So what is Multipass SQL?

Multipass SQL. To calculate comparisons or to correctly calculate non-additive measures in report break rows, the query tool must break the report down into a number of simple queries that are processed separately by the DBMS. The query tool then automatically combines the results of the separate queries in an intelligent way. Breaking a single complex request into several small requests is called multipass SQL. Multipass SQL also allows drilling across several conformed data marts in different databases, in which the processing of a single galactic SQL statement would otherwise be impossible. Finally, multipass SQL gives the aggregate navigator a chance to speed up the report, because each atomic SQL request is simple and easily analyzed by the aggregate navigator. (from Ralph Kimball)
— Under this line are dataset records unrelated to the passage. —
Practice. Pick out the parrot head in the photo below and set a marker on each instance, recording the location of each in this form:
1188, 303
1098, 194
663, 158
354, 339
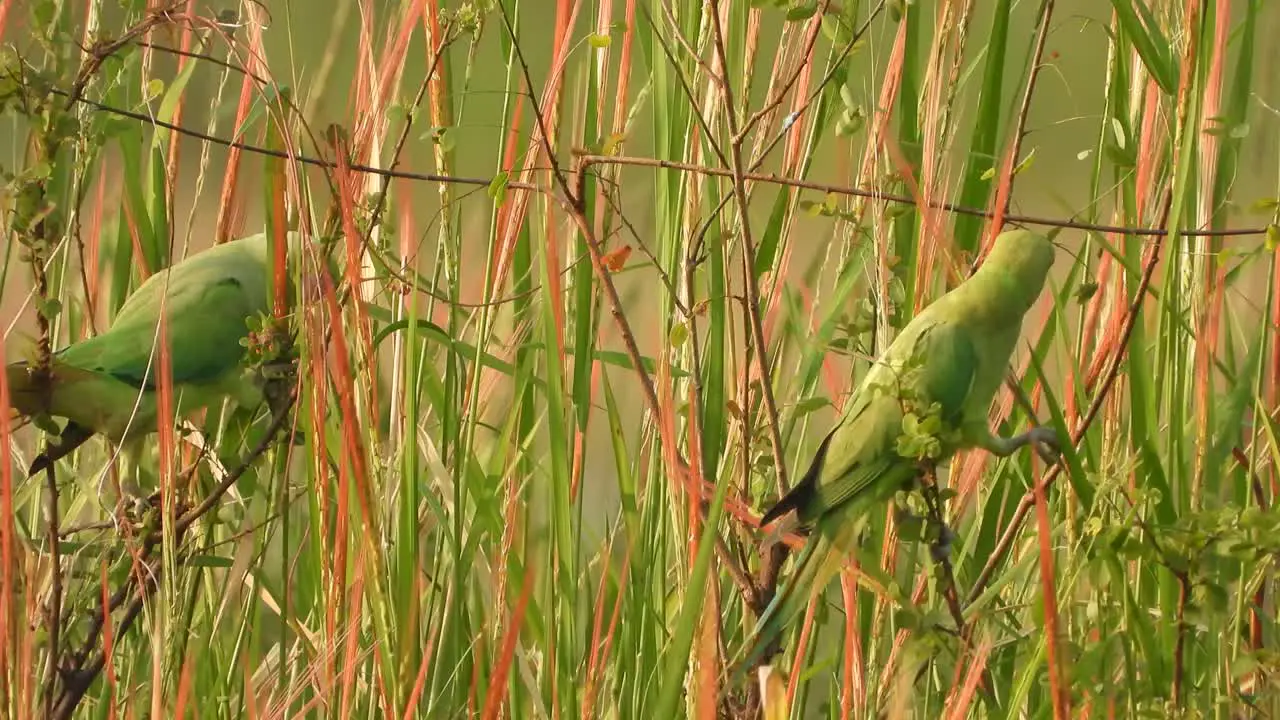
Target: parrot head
1023, 254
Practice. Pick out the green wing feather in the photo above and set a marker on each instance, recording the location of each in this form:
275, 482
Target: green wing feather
206, 301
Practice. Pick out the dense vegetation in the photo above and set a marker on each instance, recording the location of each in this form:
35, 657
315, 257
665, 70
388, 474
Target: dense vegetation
603, 274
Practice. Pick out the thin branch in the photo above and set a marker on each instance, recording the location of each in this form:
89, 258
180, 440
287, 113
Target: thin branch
768, 178
1028, 500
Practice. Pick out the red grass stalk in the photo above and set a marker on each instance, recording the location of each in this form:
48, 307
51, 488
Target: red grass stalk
853, 689
420, 680
593, 666
348, 187
165, 417
599, 655
705, 664
4, 14
108, 642
225, 224
88, 267
188, 31
801, 648
1056, 670
507, 231
179, 706
1274, 386
8, 586
352, 641
497, 693
620, 108
961, 698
Welcome Multipass 2.0 with BusinessObjects!

What You Are About To Read May Blow Your Mind

Okay – it’s not new, but I dubbed it 2.0 because in my opinion BusinessObjects takes a superior approach to the Multipass SQL problem.

BusinessObjects employs a number of techniques to solve traditional multipass problems in a unique way.  Users of BusinessObjects can get the power of Multipass SQL without the traditional contraints and overheads of inserting records into temporary tables and requiring the report creator to engage in a number of complex steps to get the desired results.  (Anyone ever run out of temp space?)
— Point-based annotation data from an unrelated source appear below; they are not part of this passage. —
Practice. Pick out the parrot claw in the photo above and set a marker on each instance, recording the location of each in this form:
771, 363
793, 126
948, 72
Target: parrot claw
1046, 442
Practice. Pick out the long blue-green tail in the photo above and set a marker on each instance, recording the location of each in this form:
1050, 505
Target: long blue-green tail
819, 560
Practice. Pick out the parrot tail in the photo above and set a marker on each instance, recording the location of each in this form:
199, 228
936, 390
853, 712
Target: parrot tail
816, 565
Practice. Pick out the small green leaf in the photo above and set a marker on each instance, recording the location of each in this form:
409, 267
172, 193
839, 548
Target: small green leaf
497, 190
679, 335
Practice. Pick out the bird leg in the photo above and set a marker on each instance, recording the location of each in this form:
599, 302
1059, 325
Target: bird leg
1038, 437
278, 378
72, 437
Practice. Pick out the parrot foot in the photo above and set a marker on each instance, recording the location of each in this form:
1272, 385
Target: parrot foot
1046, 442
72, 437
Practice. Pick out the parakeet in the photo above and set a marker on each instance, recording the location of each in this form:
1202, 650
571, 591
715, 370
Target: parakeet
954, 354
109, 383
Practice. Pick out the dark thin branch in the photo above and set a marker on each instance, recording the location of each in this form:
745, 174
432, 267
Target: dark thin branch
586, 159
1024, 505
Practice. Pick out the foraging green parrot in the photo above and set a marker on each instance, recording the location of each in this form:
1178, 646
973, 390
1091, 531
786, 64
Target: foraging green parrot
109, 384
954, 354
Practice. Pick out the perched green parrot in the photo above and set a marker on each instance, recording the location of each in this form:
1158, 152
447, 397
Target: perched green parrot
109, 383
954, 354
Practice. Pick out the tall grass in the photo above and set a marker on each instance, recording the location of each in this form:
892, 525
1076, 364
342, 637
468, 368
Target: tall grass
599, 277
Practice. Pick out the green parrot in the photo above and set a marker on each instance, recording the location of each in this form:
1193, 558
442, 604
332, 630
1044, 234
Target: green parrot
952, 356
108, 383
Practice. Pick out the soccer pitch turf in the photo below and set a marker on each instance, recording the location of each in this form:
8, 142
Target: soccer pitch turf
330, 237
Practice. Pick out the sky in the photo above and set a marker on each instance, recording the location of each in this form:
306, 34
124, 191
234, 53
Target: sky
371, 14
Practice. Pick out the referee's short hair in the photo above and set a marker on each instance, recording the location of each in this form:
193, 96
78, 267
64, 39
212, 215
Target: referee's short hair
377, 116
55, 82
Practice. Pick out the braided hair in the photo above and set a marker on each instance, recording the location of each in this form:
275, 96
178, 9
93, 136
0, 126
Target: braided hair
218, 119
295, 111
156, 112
Highlighted here are some of the most common scenarios in which BusinessObjects employs Multipass 2.0 techniques.

Single dimension across multiple fact tables – The IT organization can configure the Universe (BusinessObjects Semantic Layer) to generate multiple SQL statements when measures exist in from multiple fact tables.

Using the grains of measurement in the same query –  Sometimes you want to be able to do create a query that shows Previous YTD, YTD, QTD, MTD for the same measure, e.g. Revenue.

Requiring the end results to be used in a calculation – Displaying values such as % contribution, ratios (revenue per employee), etc.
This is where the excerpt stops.